Luke doesn’t hide or cover up the tensions within the apostolic Church; he honestly sets forth how hard it was for Jewish believers and how much it went against their grain to embrace their oneness in Christ with Gentile believers in Him, nor does he tone down James of Jerusalem’s ongoing attachment to the old ways. But he triumphantly proclaims how the Church in her essence is communion, a truth perceived by Peter as he welcomes Cornelius, a truth dogmatised in the council at Jerusalem recorded in Ac 15, a truth enacted when Paul completes his third missionary journey by going in to James to enjoy fellowship with him.

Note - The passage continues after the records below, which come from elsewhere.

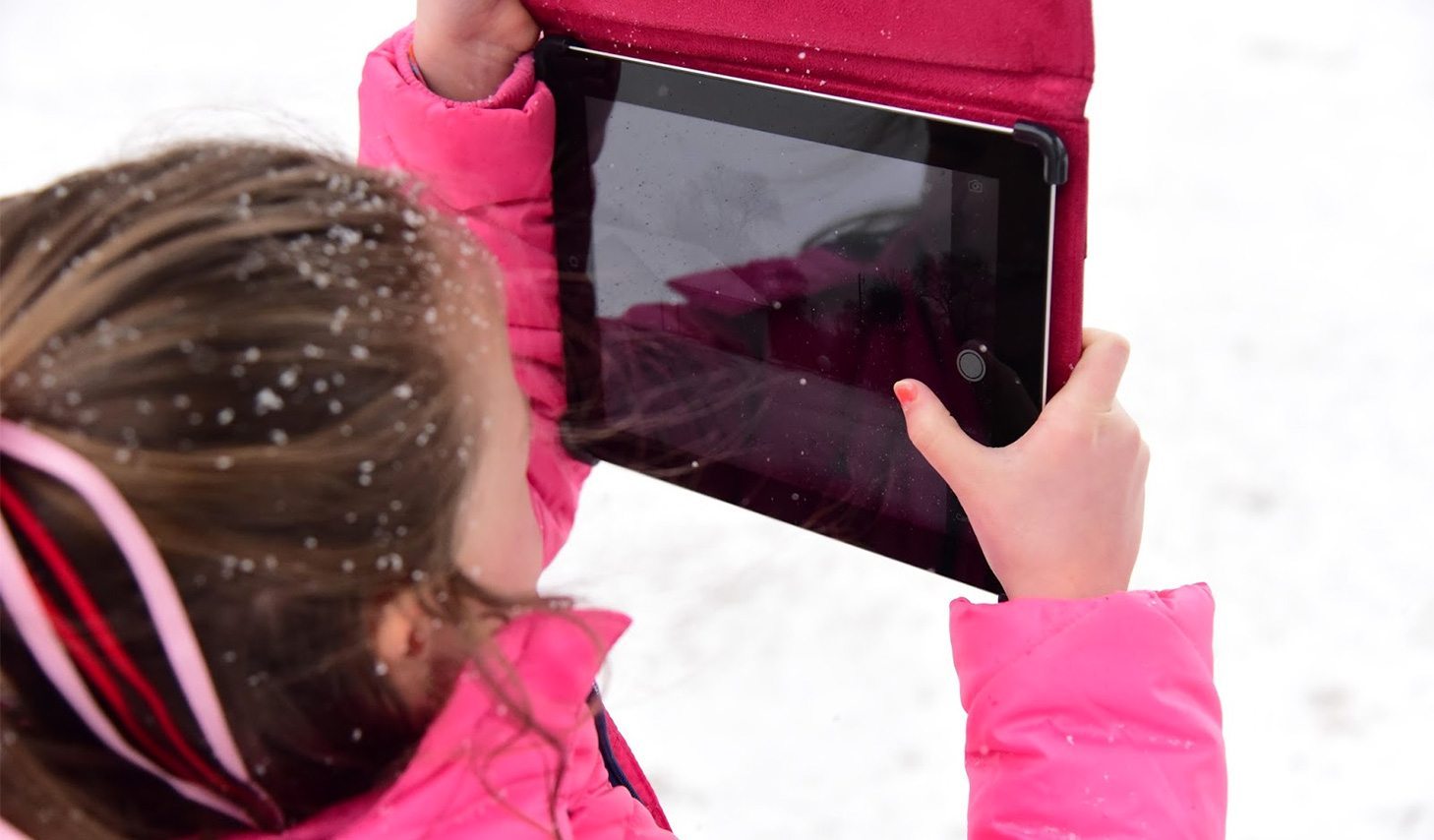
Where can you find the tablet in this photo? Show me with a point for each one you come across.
(745, 270)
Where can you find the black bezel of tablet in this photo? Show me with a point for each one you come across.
(1017, 345)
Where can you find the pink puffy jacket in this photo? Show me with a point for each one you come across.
(1087, 718)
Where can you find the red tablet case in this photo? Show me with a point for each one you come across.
(986, 60)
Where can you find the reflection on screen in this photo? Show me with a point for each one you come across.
(759, 294)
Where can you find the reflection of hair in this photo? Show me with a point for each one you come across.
(247, 341)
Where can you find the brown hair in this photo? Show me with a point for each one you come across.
(247, 340)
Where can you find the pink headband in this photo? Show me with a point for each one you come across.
(26, 607)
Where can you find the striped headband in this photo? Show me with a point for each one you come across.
(68, 660)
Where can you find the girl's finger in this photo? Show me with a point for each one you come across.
(939, 439)
(1098, 375)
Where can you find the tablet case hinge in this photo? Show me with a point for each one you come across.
(1051, 148)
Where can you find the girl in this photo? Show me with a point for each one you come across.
(277, 489)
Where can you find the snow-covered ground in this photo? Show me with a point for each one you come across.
(1259, 228)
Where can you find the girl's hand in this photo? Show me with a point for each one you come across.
(1058, 511)
(466, 47)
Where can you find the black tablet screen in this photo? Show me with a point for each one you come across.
(741, 300)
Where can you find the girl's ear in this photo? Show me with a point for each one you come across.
(400, 645)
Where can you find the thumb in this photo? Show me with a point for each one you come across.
(938, 438)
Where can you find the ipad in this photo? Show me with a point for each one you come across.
(745, 270)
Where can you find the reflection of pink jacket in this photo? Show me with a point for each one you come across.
(1092, 718)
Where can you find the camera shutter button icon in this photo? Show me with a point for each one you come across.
(971, 366)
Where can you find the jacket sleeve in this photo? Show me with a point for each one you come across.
(1092, 718)
(489, 163)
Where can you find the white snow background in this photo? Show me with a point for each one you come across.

The Church as communion is a reality for us to grasp, to practise, and to pursue, a reality that exists only abstractly till we partake of Holy Communion together.

At this morning’s Eucharist, Luke joins us in the Sanctus and the Benedictus as our older brother and father in Christ. The Holy Spirit urges us to take regular doses of the spiritual medicine Luke has provided in his Gospel and Acts. How better can we keep the unity of the Spirit in the bond of peace than by emulating Luke’s loyalty to Paul as the head of the ministerium and by aiming towards the kind of sharing in earthly goods that marked the life of the infant Church in Jerusalem? Luke’s patient diligence in tracking down historical data translates into throwing your whole self into the task at hand, however small or insignificant it might appear to be. Along with Paul and Luke, we have a calling to transcend cultural barriers by being all things to all men. And above all, by our steadfast clinging to the truth Luke would have us join him in defending both Jesus the Sign that is spoken against and the apostles and other apostolic ministers who continue this saving testimony in the world.